1. Neural Networks, in our case Multilayer Perceptron and ensemble type algorithms (Random Forest, Gradient Tree Boosting, and AdaBoost) perform best for solving the phishing websites detection problem, on datasets used in the experiment.

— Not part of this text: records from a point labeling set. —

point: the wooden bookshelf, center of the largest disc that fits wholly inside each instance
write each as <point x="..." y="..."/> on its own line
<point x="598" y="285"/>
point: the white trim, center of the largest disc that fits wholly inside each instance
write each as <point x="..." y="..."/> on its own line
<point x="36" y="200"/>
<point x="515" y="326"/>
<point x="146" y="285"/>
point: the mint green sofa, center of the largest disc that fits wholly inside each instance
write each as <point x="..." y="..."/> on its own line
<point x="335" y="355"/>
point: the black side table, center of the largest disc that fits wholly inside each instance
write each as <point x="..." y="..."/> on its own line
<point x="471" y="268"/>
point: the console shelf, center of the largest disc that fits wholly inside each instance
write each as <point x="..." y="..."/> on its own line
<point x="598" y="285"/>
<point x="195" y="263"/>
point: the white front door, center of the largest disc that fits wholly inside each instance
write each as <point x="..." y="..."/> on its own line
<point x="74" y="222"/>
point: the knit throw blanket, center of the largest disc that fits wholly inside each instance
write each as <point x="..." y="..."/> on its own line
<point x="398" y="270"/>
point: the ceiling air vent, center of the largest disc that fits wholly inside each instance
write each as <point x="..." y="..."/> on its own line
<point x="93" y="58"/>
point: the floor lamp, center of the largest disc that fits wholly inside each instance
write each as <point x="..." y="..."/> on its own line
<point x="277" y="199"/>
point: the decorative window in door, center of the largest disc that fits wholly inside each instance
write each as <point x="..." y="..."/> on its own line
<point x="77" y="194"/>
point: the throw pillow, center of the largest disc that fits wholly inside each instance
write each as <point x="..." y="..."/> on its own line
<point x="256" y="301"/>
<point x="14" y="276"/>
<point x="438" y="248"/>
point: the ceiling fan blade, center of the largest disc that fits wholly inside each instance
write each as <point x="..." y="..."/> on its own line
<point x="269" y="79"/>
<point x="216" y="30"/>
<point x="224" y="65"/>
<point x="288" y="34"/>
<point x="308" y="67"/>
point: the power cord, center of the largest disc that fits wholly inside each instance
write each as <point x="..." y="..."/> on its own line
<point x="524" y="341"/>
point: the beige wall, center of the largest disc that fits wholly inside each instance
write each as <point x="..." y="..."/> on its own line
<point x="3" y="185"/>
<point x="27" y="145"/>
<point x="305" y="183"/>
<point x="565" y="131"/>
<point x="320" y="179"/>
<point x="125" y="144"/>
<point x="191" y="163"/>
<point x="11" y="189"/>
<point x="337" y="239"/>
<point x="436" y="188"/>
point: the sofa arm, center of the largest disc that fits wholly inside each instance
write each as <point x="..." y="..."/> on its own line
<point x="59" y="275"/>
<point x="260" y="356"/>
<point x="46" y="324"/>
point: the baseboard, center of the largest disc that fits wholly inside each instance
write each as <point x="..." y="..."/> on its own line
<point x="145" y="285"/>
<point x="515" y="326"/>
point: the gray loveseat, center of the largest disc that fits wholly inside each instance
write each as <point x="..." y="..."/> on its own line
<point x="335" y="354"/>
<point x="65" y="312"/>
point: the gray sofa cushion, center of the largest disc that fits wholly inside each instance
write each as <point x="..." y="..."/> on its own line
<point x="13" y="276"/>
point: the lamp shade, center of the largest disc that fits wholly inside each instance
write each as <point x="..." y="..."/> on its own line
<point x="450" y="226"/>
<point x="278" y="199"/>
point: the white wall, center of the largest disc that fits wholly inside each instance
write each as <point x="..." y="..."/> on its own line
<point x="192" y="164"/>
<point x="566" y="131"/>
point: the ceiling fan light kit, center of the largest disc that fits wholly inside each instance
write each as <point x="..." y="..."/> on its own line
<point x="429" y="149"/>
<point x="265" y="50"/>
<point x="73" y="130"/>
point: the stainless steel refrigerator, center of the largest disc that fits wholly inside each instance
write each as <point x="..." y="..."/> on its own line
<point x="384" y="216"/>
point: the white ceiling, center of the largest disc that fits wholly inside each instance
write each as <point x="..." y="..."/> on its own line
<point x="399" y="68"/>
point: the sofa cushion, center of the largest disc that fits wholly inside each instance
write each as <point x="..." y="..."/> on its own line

2. Instance similaritybased and Bayesian classifiers, i.e. SVM, kNearest Neighbours, and Naïve–Bayes performance is the poorest for solving the phishing websites detection problem, regardless of a specific dataset design.

3. Results discussed in conclusions #1 and #2 coincide with general trends in related works review (Section
2.2): best classification results are achieved with neural networks, decision trees, and ensemble types of classification algorithms.

4. Classifiers showing above a 99.0% classification accuracy on highly unbalanced datasets in related works review (Section
2.2), i.e. Random Forest, SVM, Perceptron, and CART did not score such high accuracy on any balanced dataset in our experiment.
In future work, hyperparameter tuning can be automated using the Grid Search algorithm instead of manual expert hyperparameter evaluation.